CSU stellt Zeitplan für Begleitgesetz zum Lissabon-Vertrag infrage
04.07.2009 18:18:03 - Die CSU stellt den vom Bundestag avisierten Zeitplan für die
Verabschiedung eines Begleitgesetzes zum EU-Reformvertrag noch vor
der Bundestagwahl infrage. «Wenn möglich noch im September, sonst
eben erst danach», sagte CSU-Generalsekretär Alexander Dobrindt der
«Welt am Sonntag». Am Ende müsse ein gutes Gesetz stehen, das für
mehr demokratische Kontrolle beim Thema Europa sorge.
Berlin (ddp-bay).
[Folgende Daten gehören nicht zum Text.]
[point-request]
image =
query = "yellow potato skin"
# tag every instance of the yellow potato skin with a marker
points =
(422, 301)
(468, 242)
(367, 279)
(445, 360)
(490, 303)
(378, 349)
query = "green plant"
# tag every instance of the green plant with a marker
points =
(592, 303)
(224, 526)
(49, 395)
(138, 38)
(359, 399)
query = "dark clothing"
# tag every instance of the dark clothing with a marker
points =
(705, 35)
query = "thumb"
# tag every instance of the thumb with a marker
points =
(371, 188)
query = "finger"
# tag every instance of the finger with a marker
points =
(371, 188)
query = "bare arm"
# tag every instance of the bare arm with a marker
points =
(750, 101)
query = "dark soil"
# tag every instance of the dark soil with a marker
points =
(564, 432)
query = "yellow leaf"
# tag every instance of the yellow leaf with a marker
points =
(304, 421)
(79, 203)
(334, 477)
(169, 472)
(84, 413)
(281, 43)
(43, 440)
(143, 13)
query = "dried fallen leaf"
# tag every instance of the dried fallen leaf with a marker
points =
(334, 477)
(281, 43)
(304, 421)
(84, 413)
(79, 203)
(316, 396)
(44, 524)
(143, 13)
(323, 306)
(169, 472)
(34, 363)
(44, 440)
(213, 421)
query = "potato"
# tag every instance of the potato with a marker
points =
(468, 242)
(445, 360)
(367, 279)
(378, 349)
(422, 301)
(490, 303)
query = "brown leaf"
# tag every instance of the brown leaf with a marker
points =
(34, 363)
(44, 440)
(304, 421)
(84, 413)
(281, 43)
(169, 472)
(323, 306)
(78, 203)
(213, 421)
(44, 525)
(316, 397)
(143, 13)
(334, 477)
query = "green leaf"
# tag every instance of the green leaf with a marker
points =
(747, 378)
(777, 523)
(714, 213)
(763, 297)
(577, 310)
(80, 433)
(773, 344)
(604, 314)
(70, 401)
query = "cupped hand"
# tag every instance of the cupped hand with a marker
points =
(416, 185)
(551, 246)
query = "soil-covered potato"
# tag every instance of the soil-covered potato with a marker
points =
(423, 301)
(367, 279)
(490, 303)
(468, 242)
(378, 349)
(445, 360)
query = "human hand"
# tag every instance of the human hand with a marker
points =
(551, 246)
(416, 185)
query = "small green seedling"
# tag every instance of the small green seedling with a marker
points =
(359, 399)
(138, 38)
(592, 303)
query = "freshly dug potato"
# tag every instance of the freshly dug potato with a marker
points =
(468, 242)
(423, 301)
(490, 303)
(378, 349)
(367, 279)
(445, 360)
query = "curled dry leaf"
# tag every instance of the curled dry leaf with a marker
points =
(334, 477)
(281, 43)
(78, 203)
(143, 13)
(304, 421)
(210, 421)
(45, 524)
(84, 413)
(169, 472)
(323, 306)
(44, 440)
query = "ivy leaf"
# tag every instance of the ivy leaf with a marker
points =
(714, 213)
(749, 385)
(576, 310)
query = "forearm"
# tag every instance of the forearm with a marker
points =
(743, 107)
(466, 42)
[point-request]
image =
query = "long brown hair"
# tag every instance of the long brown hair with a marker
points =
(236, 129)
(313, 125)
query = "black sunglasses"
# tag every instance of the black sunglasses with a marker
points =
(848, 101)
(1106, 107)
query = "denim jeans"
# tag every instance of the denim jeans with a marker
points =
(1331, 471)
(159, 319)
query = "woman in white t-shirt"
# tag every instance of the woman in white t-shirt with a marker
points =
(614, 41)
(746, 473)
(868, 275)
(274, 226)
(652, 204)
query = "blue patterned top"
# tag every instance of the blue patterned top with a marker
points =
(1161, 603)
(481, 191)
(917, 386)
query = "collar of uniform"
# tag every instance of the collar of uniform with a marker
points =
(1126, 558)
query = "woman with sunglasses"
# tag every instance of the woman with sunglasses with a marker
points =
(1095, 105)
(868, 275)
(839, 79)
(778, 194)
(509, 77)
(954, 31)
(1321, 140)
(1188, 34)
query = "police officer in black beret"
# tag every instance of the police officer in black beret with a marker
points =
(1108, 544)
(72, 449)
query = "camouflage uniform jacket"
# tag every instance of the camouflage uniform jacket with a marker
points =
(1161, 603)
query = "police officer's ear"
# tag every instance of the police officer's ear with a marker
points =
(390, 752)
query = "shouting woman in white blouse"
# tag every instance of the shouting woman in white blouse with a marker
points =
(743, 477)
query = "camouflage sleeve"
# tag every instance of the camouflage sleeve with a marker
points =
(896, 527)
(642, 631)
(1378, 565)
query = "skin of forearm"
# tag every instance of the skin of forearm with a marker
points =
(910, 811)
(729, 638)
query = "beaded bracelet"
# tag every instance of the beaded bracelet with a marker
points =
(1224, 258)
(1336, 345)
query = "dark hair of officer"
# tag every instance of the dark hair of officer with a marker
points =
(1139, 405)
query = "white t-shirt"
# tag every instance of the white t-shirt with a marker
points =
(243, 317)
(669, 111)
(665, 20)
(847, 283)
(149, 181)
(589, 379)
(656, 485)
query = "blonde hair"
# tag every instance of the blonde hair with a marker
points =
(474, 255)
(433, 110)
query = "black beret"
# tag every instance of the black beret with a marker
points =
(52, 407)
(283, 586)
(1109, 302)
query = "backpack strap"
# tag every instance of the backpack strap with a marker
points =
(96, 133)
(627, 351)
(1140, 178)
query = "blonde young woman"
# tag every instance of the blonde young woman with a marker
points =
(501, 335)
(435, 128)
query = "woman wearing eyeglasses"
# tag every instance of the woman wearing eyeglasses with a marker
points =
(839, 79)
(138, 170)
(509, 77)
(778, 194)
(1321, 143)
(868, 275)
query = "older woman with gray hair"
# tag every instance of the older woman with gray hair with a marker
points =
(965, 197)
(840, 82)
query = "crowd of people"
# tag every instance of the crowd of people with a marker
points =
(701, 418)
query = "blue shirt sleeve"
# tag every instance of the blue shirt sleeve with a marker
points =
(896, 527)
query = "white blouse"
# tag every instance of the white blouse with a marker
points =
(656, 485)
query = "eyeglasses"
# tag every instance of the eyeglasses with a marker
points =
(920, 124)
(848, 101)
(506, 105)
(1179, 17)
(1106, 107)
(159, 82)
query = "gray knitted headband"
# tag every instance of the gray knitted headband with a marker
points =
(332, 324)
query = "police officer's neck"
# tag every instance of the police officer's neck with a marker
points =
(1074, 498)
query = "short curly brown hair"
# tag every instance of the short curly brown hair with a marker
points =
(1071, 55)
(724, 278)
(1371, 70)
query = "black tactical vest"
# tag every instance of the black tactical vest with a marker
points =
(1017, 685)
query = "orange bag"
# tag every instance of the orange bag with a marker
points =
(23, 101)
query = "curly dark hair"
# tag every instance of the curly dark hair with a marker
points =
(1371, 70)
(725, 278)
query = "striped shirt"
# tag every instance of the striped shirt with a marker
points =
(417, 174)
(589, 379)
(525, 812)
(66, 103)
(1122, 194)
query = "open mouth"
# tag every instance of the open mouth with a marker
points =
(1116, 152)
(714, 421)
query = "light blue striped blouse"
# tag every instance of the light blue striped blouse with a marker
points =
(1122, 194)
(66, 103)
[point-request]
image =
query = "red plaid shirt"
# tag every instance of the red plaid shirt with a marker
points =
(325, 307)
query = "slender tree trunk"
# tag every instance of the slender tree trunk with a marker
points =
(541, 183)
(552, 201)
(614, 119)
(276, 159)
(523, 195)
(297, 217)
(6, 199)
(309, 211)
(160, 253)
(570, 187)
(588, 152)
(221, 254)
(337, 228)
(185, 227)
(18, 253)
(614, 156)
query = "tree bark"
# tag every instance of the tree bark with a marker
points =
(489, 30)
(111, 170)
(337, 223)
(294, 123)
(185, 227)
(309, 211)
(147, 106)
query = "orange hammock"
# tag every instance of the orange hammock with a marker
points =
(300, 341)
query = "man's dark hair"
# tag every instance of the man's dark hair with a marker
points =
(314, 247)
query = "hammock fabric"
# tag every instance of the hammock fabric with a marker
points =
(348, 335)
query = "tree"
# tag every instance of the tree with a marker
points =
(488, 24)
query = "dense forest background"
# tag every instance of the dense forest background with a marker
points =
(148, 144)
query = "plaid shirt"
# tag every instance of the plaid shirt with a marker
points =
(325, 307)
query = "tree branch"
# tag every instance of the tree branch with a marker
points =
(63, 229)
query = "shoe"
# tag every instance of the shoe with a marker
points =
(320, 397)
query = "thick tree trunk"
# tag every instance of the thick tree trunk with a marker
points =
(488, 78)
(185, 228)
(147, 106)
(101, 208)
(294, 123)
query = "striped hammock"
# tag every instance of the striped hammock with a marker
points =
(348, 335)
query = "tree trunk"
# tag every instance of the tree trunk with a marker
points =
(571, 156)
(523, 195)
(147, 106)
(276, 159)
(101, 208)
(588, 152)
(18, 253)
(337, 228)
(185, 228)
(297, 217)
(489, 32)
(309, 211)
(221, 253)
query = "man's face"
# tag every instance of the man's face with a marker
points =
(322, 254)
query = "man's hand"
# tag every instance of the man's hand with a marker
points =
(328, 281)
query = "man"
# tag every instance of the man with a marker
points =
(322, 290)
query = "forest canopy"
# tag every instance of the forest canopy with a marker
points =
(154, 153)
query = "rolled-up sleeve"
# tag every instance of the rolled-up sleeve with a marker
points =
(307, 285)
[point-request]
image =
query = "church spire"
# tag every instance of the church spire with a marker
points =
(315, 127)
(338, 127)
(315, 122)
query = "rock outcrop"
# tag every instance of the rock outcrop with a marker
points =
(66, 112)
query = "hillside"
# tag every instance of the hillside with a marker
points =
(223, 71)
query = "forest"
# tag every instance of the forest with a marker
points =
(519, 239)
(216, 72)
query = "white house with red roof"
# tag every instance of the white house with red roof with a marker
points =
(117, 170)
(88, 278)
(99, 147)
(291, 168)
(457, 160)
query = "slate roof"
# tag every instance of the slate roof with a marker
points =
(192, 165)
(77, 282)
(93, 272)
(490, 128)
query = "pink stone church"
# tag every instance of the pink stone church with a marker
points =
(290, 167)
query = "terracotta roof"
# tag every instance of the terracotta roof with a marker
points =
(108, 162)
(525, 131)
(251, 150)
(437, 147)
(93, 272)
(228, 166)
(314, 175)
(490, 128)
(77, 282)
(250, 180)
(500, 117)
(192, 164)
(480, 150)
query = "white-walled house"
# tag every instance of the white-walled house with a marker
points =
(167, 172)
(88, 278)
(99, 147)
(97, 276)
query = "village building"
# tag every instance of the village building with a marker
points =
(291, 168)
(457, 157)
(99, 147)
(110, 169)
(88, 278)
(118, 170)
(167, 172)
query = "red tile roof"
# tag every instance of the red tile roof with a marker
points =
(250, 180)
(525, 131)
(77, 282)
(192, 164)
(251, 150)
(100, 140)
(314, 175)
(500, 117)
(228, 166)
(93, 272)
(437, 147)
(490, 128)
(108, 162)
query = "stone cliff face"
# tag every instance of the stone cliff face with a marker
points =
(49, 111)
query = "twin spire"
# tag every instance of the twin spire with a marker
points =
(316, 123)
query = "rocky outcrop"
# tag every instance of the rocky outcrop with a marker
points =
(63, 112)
Die CSU stellt den vom Bundestag avisierten Zeitplan für die Verabschiedung eines Begleitgesetzes zum EU-Reformvertrag noch vor der Bundestagwahl infrage. «Wenn möglich noch im September, sonst eben erst danach», sagte CSU-Generalsekretär Alexander Dobrindt der «Welt am Sonntag». Am Ende müsse ein gutes Gesetz stehen, das für mehr demokratische Kontrolle beim Thema Europa sorge: "Es kann nicht sein, dass der Zeitplan über die Inhalte eines Gesetzes bestimmt. Das vom Bundesverfassungsgericht geforderte neue Gesetz sollte am 8. September das Parlament passieren.
Dobrindt und Parteichef Horst Seehofer wollen Bundestag und Bundesrat mit Mitwirkungsrechten ausstatten, die über das hinausgehen, was das Verfassungsgericht verlangt hat. Die Bundesregierung soll demnach generell vor allen Entscheidungen auf EU-Ebene die Zustimmung von Bundestag und Bundesrat einholen.